The hydrocyanation step can lead to the production of certain impurities, such as 2-cyanocyclopentylideneimine, which are difficult to separate from the ADN by distillation. One way to address this problem is to treat the ADN-containing hydrocyanation reaction product with ozone to convert the impurities to more easily separable compounds. The ozone treated hydrocyanation reaction product can then be purified by standard industrial methods such as dehydration and distillation. See Canadian Patent 672,712.
Published International Patent Applications WO 00/03972 and 00/12460 describe methods for producing HMD in which ADN is hydrogenated to yield a reaction product that contains unreacted ADN, HMD and aminocapronitrile (ACN). The HMD and ACN are separated from the reaction product, and unreacted ADN is returned to the hydrogenation reactor. The unreacted ADN can be treated, if desired, with ozone, among others.
Published German patent application DE 19636765 A1 (1998) describes processes for removing phosphorus-containing compounds from ADN made by the hydrocyantion of butadiene.
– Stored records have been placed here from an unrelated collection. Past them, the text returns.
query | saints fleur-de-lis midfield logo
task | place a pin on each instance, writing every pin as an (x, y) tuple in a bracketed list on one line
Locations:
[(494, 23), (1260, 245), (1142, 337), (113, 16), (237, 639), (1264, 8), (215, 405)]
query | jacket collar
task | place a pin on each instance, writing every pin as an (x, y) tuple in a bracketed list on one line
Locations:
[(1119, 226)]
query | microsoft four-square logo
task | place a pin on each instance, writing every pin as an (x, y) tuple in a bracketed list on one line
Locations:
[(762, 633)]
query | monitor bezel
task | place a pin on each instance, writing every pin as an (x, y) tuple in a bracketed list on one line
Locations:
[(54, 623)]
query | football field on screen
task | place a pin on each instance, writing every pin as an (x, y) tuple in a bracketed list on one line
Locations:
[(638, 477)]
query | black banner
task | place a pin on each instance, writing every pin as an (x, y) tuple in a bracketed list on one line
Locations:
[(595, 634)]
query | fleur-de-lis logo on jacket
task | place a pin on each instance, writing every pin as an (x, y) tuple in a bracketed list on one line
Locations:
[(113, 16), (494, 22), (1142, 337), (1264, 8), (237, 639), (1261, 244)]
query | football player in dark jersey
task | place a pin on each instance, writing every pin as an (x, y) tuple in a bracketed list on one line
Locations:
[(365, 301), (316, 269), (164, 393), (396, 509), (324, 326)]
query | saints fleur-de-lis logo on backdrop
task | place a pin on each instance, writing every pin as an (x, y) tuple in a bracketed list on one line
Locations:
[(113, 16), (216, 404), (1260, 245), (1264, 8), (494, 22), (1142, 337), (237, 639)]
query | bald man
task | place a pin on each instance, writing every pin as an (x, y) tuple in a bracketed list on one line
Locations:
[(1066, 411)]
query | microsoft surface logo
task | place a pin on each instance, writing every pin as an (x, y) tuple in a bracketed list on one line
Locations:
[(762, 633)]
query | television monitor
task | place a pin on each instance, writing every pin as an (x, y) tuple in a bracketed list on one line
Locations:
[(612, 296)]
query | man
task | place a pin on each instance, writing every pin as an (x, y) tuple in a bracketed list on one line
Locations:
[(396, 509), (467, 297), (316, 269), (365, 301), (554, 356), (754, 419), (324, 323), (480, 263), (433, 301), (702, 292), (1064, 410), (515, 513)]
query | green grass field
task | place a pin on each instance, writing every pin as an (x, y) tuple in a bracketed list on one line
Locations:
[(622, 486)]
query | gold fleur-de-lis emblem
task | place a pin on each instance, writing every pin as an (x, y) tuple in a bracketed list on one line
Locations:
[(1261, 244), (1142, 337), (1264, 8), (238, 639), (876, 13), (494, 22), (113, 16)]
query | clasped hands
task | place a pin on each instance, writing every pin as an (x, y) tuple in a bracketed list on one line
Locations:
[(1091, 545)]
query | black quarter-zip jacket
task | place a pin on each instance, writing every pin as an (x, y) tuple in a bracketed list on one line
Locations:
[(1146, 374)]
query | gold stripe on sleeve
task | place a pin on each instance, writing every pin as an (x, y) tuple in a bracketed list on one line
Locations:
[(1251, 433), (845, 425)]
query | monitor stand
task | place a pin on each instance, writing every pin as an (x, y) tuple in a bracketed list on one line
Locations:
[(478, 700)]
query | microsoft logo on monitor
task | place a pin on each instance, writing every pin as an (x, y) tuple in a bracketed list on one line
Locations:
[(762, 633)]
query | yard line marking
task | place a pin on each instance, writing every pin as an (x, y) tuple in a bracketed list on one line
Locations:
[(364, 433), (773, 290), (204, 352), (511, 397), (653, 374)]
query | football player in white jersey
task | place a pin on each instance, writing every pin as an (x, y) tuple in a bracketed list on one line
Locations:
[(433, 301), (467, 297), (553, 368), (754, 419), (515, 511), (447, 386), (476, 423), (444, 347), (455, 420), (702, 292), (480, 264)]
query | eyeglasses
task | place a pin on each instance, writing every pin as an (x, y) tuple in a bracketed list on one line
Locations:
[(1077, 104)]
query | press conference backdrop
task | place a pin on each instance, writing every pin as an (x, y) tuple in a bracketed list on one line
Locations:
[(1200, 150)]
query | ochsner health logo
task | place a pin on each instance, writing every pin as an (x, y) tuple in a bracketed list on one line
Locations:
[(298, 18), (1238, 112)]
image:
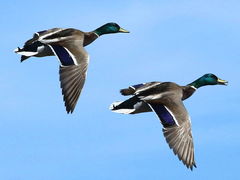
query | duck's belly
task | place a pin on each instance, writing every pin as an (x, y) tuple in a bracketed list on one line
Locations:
[(44, 50)]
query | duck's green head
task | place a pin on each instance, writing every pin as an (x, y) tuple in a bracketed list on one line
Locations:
[(208, 79), (109, 28)]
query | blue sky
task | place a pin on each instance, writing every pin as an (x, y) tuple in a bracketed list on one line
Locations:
[(169, 41)]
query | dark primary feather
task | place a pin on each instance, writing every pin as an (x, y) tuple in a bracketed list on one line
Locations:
[(178, 135)]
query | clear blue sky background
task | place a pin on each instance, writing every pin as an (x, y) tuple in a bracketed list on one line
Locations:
[(170, 40)]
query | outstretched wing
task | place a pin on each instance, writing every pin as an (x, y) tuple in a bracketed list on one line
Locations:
[(74, 62), (176, 129), (135, 89)]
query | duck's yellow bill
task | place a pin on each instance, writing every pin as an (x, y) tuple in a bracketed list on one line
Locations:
[(123, 30), (220, 81)]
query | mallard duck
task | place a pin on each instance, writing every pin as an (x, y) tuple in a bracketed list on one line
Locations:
[(67, 45), (165, 99)]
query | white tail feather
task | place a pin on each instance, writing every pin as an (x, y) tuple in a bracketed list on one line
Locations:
[(122, 111), (26, 53)]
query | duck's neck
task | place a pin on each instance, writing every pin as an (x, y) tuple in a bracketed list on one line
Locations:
[(89, 38)]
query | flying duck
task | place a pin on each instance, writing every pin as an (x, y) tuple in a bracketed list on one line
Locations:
[(165, 99), (68, 45)]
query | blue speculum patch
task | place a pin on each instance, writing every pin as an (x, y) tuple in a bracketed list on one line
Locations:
[(63, 55), (137, 86), (164, 115), (42, 31)]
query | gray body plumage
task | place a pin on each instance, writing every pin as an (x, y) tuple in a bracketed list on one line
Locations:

These processes are said to be useful for decreasing the deactivation of iron-based catalysts which are used to hydrogenate the ADN. These processes involve distillation of the ADN, extraction of the ADN, treatment of the ADN with base, and treatment of the ADN using adsortpion or chemisorption.
Iron is a known catalyst for, among other things, the synthesis of ammonia, which is a process that is said to be closely related to hydrogenation. Phosphorous is a known catalyst poison, although it may be possible to detoxify phosphorous by chemically bonding it to other elements to produce a so-called shielded structure in which there are no unshared electron pairs. See Maxted, E. B., The Poisoning of Metallic Catalysts, Advances in Catalysis, Vol. III, p 129, Academic Press, 1951.
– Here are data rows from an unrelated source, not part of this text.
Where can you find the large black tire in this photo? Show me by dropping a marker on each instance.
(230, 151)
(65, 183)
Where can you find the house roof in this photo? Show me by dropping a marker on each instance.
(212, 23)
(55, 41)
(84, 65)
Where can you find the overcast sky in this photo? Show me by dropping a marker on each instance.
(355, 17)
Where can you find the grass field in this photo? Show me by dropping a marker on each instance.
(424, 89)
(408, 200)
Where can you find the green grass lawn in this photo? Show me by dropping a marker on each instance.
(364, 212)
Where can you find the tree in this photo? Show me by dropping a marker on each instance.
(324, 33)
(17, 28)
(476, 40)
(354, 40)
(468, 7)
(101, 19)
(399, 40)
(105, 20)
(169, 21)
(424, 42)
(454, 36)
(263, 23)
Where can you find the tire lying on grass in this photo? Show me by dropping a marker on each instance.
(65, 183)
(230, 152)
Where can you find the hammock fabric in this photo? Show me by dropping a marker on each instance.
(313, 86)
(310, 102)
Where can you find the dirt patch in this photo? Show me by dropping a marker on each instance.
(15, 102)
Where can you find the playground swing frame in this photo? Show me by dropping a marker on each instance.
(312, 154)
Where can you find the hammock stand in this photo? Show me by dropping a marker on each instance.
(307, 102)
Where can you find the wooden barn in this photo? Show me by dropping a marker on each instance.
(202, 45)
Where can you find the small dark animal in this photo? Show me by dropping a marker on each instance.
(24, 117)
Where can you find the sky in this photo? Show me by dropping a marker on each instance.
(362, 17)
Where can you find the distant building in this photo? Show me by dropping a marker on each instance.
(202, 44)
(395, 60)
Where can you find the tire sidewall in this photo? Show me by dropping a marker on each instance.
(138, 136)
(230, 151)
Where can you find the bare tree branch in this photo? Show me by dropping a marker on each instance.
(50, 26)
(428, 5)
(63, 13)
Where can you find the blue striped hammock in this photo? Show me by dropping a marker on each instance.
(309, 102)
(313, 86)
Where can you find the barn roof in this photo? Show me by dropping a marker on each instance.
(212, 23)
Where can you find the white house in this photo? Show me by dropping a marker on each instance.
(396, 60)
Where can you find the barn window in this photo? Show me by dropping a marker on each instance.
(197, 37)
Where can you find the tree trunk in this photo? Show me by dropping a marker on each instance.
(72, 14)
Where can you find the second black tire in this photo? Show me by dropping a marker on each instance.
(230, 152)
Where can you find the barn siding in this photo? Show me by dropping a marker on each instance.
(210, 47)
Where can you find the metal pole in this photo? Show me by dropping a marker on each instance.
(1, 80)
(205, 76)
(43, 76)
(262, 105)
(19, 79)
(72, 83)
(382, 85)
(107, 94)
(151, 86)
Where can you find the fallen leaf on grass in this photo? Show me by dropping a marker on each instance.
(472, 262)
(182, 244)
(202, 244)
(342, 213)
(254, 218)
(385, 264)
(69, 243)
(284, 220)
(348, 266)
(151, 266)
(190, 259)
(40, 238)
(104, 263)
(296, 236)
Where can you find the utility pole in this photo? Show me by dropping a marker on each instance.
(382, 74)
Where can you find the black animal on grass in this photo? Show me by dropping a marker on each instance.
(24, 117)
It is known that ozone can attack nucleophilic phosphorous. In particular, it is known that ozone can react with triphenylphosphine to produce the corresponding oxide in good yield. See Bailey, P. S., Ozonation in Organic Chemistry, Vol. II, p 201, Academic Press, 1982.
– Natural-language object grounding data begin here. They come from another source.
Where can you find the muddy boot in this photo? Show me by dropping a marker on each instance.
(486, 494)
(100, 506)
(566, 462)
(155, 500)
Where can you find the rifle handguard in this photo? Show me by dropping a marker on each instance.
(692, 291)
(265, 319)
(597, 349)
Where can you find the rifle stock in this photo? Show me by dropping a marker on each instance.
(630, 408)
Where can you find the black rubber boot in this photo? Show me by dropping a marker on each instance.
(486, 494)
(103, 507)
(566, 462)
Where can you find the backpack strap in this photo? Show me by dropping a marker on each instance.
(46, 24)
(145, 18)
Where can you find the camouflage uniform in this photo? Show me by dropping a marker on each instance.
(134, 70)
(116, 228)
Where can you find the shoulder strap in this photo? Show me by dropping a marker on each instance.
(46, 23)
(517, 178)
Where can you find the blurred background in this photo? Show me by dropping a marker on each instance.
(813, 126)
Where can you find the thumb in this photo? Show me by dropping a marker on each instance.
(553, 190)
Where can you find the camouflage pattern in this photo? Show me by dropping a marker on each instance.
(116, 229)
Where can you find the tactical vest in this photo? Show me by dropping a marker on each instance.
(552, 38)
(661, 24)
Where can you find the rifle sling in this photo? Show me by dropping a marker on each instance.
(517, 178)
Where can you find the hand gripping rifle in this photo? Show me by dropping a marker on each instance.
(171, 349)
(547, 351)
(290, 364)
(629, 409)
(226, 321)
The use of phosphorous-containing ligands in hydrocyanation of butadiene can result in the presence of these ligands and their degradation products in the resulting ADN-containing reaction product. If this reaction product is subsequently hydrogenated in the presence of an iron-containing catalyst, the phosphorous may result in a diminution of the useful life of the iron-containing catalyst. There is a need in the art for a process for treating such an ADN-containing reaction product to reduce its ability to diminish the life of the iron-containing catalyst used in the subsequent hydrogenation step.